Observou-se que os professores insatisfeitos com a prática tradicional de ensino eram os mais dispostos a superar os conflitos iniciais da ação de implantação do Projeto Interdisciplinaridade, como o levantamento do tema gerador e a condução do processo de ensino e aprendizagem entrelaçado com os conteúdos curriculares. Em contrapartida, enquanto havia professores que se pautavam nos conteúdos curriculares já conhecidos e buscavam modos de os integrar, outros realizavam uma ação inversa, que não colaborava com as bases do desafio e da ruptura inerentes ao modelo intencionado.

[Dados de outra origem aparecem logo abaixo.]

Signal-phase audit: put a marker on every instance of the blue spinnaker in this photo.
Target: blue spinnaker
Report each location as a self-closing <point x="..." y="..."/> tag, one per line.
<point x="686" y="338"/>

Considera-se que esse é um fator que contribuiu para dificultar a universalização dessas ações nas escolas públicas da cidade de São Paulo.

Foi possível observar fatores que demonstraram resultados positivos na implementação do Projeto Interdisciplinaridade, como: a satisfação dos alunos com relação à escola e ao ensino (declarada pelos próprios alunos), a consideração da escola como referência na comunidade em que estava inserida e o aumento significativo da aprovação escolar. Para além das dificuldades e dos sucessos constatados, os autores afirmam que a ação pedagógica possibilitada pelo Projeto Interdisciplinaridade “[...] revelou traços inovadores de uma política em educação [...]” (SAMPAIO; QUADRADO; PIMENTEL, 1994, p. 107), possível de ser realizada nos mais diversos ambientes escolares, onde a dialogicidade deve seguir como parâmetro metodológico das ações

integradas que envolvem o ensino, especialmente quando ensaiamos propostas de inovação curricular ou metodológica dessa natureza no ambiente educacional.